Quite often water flows into a boat from an unsealed spurling pipe for the chain and down into the bilge. But none of these leaks are irreparable. They may take money and/or work and time to repair, and none has yet caused me to refuse a delivery or make a boat unsuitable for offshore sailing, just uncomfortable and bothersome.
Deck leaks and leaks around ports or hatches can do an incredible amount of damage very quickly if the water coming in is fresh. It will cause dry rot to any interior wood it comes in contact with. This could definitely compromise a vessel's seaworthiness if structural members are involved.
These leaks are almost impossible to hide, as the water leaves a telltale path on interior wood.

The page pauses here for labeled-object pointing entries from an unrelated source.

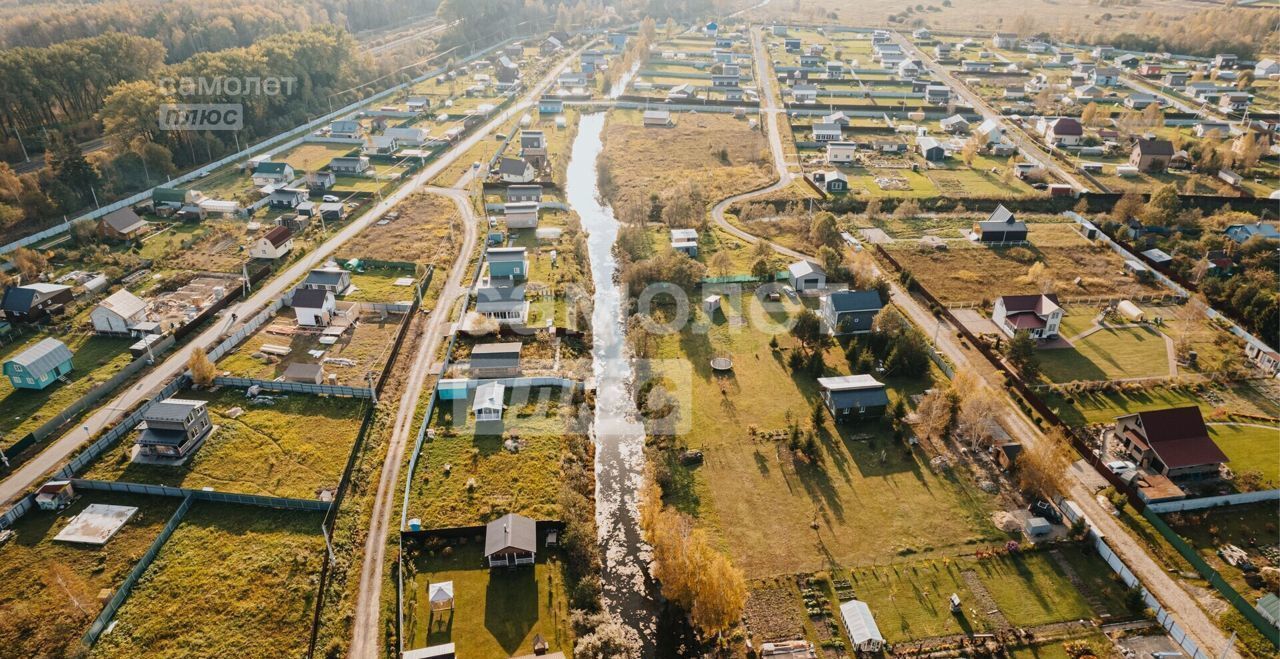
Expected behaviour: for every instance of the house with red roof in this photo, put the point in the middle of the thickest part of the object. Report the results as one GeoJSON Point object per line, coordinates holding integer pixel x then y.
{"type": "Point", "coordinates": [1036, 315]}
{"type": "Point", "coordinates": [1173, 443]}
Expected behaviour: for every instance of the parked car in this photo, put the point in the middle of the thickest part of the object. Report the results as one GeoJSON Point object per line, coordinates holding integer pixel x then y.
{"type": "Point", "coordinates": [1121, 466]}
{"type": "Point", "coordinates": [1042, 508]}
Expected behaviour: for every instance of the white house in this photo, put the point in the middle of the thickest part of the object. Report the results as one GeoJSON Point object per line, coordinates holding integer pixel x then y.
{"type": "Point", "coordinates": [1037, 315]}
{"type": "Point", "coordinates": [273, 245]}
{"type": "Point", "coordinates": [807, 275]}
{"type": "Point", "coordinates": [118, 314]}
{"type": "Point", "coordinates": [314, 307]}
{"type": "Point", "coordinates": [841, 152]}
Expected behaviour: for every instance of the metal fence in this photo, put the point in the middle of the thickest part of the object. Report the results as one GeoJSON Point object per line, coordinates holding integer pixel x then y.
{"type": "Point", "coordinates": [296, 388]}
{"type": "Point", "coordinates": [280, 503]}
{"type": "Point", "coordinates": [135, 575]}
{"type": "Point", "coordinates": [1212, 502]}
{"type": "Point", "coordinates": [82, 403]}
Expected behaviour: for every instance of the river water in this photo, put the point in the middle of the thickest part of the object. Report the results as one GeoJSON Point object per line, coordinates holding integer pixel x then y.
{"type": "Point", "coordinates": [618, 435]}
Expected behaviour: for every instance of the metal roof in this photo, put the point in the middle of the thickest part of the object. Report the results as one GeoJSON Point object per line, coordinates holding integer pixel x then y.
{"type": "Point", "coordinates": [42, 357]}
{"type": "Point", "coordinates": [510, 531]}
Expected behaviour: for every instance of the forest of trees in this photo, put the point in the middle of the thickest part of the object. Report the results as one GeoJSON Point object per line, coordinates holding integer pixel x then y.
{"type": "Point", "coordinates": [1242, 31]}
{"type": "Point", "coordinates": [187, 27]}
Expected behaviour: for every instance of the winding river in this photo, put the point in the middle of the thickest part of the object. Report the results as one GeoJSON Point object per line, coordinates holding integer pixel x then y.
{"type": "Point", "coordinates": [618, 435]}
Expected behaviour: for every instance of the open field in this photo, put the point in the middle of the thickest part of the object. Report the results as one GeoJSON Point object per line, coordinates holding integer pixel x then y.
{"type": "Point", "coordinates": [295, 448]}
{"type": "Point", "coordinates": [972, 273]}
{"type": "Point", "coordinates": [50, 590]}
{"type": "Point", "coordinates": [94, 360]}
{"type": "Point", "coordinates": [1097, 407]}
{"type": "Point", "coordinates": [513, 471]}
{"type": "Point", "coordinates": [368, 346]}
{"type": "Point", "coordinates": [863, 484]}
{"type": "Point", "coordinates": [497, 613]}
{"type": "Point", "coordinates": [909, 600]}
{"type": "Point", "coordinates": [1109, 353]}
{"type": "Point", "coordinates": [641, 160]}
{"type": "Point", "coordinates": [232, 581]}
{"type": "Point", "coordinates": [1249, 527]}
{"type": "Point", "coordinates": [310, 156]}
{"type": "Point", "coordinates": [426, 232]}
{"type": "Point", "coordinates": [1249, 448]}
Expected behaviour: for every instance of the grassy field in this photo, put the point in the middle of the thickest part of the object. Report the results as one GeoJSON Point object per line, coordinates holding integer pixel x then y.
{"type": "Point", "coordinates": [502, 480]}
{"type": "Point", "coordinates": [1100, 407]}
{"type": "Point", "coordinates": [50, 590]}
{"type": "Point", "coordinates": [970, 273]}
{"type": "Point", "coordinates": [644, 160]}
{"type": "Point", "coordinates": [426, 232]}
{"type": "Point", "coordinates": [1248, 527]}
{"type": "Point", "coordinates": [94, 360]}
{"type": "Point", "coordinates": [378, 284]}
{"type": "Point", "coordinates": [368, 346]}
{"type": "Point", "coordinates": [909, 600]}
{"type": "Point", "coordinates": [1107, 355]}
{"type": "Point", "coordinates": [497, 613]}
{"type": "Point", "coordinates": [310, 156]}
{"type": "Point", "coordinates": [232, 581]}
{"type": "Point", "coordinates": [863, 485]}
{"type": "Point", "coordinates": [1249, 448]}
{"type": "Point", "coordinates": [273, 451]}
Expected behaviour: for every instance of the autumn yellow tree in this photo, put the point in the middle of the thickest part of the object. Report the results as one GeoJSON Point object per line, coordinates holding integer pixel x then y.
{"type": "Point", "coordinates": [202, 370]}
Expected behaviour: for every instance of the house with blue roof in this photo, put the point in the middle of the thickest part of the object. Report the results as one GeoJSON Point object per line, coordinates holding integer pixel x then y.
{"type": "Point", "coordinates": [37, 366]}
{"type": "Point", "coordinates": [846, 312]}
{"type": "Point", "coordinates": [1243, 232]}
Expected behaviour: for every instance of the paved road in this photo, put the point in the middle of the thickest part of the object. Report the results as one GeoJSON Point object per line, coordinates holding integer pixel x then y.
{"type": "Point", "coordinates": [35, 470]}
{"type": "Point", "coordinates": [366, 631]}
{"type": "Point", "coordinates": [1169, 591]}
{"type": "Point", "coordinates": [1029, 149]}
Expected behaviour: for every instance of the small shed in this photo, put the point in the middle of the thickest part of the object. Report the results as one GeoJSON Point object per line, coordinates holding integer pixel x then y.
{"type": "Point", "coordinates": [440, 595]}
{"type": "Point", "coordinates": [1037, 527]}
{"type": "Point", "coordinates": [860, 626]}
{"type": "Point", "coordinates": [55, 495]}
{"type": "Point", "coordinates": [1130, 311]}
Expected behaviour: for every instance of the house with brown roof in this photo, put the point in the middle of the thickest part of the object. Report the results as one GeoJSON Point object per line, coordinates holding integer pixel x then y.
{"type": "Point", "coordinates": [1036, 315]}
{"type": "Point", "coordinates": [1173, 443]}
{"type": "Point", "coordinates": [273, 245]}
{"type": "Point", "coordinates": [1151, 155]}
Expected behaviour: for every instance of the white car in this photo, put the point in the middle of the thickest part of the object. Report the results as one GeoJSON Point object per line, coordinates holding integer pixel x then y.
{"type": "Point", "coordinates": [1121, 466]}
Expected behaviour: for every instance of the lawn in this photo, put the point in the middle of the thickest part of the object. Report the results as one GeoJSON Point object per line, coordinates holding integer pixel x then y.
{"type": "Point", "coordinates": [521, 476]}
{"type": "Point", "coordinates": [310, 156]}
{"type": "Point", "coordinates": [863, 485]}
{"type": "Point", "coordinates": [972, 273]}
{"type": "Point", "coordinates": [378, 284]}
{"type": "Point", "coordinates": [426, 232]}
{"type": "Point", "coordinates": [94, 360]}
{"type": "Point", "coordinates": [650, 160]}
{"type": "Point", "coordinates": [368, 346]}
{"type": "Point", "coordinates": [1100, 407]}
{"type": "Point", "coordinates": [1109, 353]}
{"type": "Point", "coordinates": [497, 613]}
{"type": "Point", "coordinates": [232, 581]}
{"type": "Point", "coordinates": [909, 600]}
{"type": "Point", "coordinates": [268, 449]}
{"type": "Point", "coordinates": [1249, 448]}
{"type": "Point", "coordinates": [50, 593]}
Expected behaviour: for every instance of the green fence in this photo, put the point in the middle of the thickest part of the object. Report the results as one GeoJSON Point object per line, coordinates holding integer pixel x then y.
{"type": "Point", "coordinates": [1211, 575]}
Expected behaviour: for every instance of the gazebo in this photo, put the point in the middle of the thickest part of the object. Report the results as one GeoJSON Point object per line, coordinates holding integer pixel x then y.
{"type": "Point", "coordinates": [440, 595]}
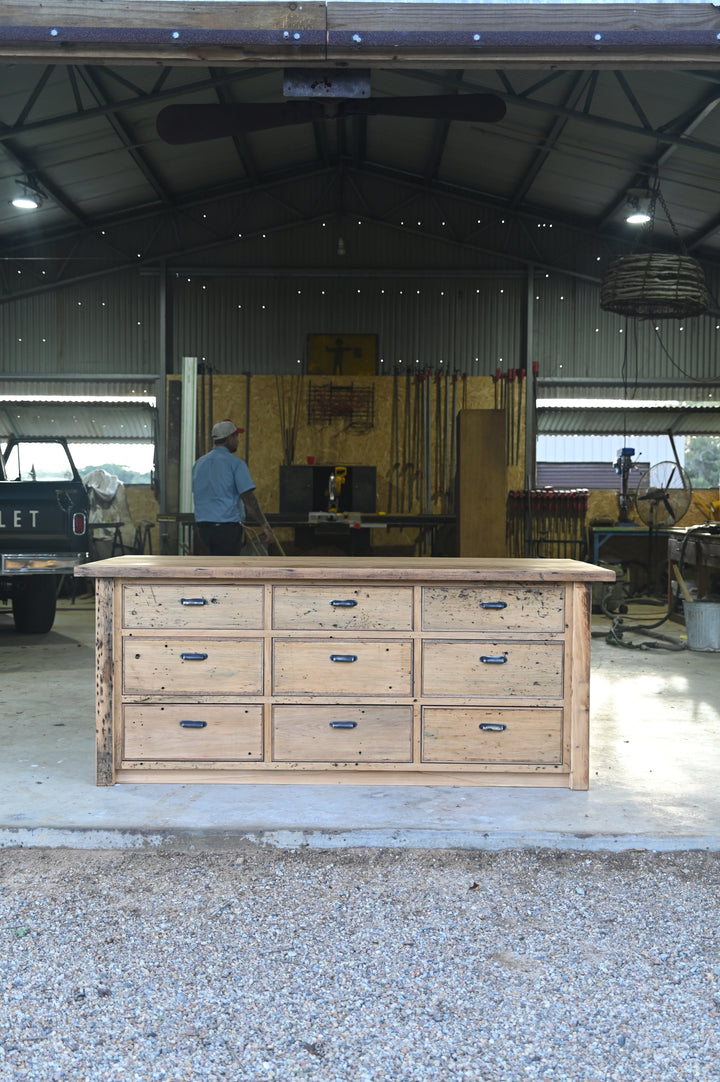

I've not had the experience the OP's friend had with water coming into the boat through the decks in enough quantity to need an inordinate amount of pumping, but several times I have had water flowing into wooden boats that have sat unused for long periods, through open seams in the planking above the waterline, which did require 24 hour pumping, but they usually swelled up in 12 hours to a couple of days. On one 73 foot shrimper, on a voyage from Marco Island to the Dry Tortugas on a very blustery night, we had water several feet over the engine room floorboards (maybe 7 feet of water total). Fortunately, the seams began to swell just about the same time I thought we were going to lose her. Sometimes you just get lucky.